The Communities Secretary Eric Pickles was interviewed on the Today programme this morning about local government spending cuts.
He demonstrated a small, but not unimportant, technique when it comes to being interviewed while in the hot seat. Clearly, Mr. Pickles was under pressure to explain the impact spending cuts will have on local services as well as the coalition government’s policy of decentralising power from Whitehall.

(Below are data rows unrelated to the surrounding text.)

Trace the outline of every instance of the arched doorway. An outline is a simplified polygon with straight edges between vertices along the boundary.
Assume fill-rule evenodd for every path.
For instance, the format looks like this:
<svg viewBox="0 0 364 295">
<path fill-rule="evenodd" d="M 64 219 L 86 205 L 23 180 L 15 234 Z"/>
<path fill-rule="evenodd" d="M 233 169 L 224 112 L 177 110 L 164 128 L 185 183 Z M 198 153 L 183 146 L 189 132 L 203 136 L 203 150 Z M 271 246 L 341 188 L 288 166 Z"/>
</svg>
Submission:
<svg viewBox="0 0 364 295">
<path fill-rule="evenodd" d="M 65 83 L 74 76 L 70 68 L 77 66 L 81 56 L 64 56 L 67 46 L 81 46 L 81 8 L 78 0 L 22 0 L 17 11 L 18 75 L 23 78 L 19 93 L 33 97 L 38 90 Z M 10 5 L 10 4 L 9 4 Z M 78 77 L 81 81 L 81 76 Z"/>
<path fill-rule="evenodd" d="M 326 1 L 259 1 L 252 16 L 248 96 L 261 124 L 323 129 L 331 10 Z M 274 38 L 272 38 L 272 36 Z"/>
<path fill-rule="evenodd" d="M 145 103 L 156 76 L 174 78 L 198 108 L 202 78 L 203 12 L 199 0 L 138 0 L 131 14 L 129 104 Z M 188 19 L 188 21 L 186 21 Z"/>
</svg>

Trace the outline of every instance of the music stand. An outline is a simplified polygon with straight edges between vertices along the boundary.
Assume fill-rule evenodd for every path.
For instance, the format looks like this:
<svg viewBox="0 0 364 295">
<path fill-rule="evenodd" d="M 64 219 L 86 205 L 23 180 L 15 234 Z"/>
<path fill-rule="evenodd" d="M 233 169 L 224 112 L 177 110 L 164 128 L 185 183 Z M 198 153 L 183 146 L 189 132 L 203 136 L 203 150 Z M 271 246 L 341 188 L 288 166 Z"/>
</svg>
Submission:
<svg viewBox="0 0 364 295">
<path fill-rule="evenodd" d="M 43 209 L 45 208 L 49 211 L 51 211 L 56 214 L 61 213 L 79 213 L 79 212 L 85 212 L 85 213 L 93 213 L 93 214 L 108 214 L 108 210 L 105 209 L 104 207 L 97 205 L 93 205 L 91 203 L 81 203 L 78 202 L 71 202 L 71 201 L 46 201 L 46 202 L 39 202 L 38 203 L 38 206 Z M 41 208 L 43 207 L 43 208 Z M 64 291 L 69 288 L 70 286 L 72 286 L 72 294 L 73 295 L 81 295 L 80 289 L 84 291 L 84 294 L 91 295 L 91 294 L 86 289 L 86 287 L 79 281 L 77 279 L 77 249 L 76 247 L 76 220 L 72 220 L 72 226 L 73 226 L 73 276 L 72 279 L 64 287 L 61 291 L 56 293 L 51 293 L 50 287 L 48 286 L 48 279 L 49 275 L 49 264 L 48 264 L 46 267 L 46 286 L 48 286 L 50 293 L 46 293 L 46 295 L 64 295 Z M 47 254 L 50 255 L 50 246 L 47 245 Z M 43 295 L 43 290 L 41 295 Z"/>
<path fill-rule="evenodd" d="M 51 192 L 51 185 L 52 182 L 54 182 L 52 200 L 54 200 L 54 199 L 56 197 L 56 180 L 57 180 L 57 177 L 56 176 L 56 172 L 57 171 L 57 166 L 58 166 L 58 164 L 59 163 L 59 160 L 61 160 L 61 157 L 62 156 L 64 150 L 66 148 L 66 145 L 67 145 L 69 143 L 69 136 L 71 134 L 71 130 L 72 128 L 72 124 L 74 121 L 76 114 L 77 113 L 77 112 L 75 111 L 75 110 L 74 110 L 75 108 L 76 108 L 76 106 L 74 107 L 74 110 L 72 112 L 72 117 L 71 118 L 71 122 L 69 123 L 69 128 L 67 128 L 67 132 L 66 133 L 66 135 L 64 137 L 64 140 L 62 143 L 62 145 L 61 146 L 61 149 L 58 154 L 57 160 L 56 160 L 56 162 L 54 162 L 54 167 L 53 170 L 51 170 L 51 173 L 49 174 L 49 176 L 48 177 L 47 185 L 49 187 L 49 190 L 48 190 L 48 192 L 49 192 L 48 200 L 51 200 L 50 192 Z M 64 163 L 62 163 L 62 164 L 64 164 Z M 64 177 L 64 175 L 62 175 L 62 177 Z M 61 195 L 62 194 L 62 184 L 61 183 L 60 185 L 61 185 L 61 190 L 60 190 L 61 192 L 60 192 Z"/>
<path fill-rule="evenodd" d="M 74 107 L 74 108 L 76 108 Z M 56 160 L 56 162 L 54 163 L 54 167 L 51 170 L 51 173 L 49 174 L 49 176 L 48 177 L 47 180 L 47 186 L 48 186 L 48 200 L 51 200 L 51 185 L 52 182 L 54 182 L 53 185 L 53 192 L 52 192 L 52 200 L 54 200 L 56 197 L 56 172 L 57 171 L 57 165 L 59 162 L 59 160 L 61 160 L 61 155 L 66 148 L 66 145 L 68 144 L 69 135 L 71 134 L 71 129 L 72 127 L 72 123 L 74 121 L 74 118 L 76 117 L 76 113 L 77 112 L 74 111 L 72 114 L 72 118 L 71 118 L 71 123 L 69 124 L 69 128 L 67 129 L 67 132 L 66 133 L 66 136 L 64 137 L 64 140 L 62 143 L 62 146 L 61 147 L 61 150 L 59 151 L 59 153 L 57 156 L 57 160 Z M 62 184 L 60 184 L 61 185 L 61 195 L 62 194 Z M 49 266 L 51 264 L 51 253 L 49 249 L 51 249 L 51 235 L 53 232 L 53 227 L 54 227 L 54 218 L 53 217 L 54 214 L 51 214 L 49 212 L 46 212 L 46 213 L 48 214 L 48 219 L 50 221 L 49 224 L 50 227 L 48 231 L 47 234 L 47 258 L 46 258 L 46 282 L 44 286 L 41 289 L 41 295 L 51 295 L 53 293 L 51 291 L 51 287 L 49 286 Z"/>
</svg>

Refreshingly, Mr. Pickles did not slip into the “John” and “Jim” routine favoured by the majority of politicians when interviewed by Today. Instead, he referred to his interviewer throughout as “Mr. Naughtie”.
This had two advantages.
Firstly, in placing some distance between himself and his interviewer in this way, Mr. Pickles avoided the interview sounding like a cosy chat between two members of political in-crowd. Politicians who address an interviewer by their first name leave the impression with viewers and listeners that they, the voters, are just bystanders or even intruders upon a private conversation.
Secondly, by using an interviewer’s first name it can appear to the audience that the politician is trying to curry favour with the interviewer, hoping they might get a softer ride as they try to dig themselves out of whatever political hole they are in. This might not be the interviewee’s intention, but it’s how it can come across to those tuned in.
Contrast, Mr. Pickle’s performance with that of the new Labour leader Ed Miliband who this morning held his first monthly news conference.
Mr Miliband was Nick-ing, Tom-ing, Rachel-ing and Cathy-ing left, right and centre as he responded to questions from the assembled political correspondents.
Political correspondents and politicians might be rubbing shoulders every day of the week and might be on “Ed and Nick terms” when conversing privately. However, on the air or at a news conference, journalists would never (or should never) address a politician by their first names. So why should politicians do it?
For a leader saying he wants to reach out to disenchanted voters across the country, it didn’t sound as though Mr. Miliband’s horizons reach very much further than the Westminster village.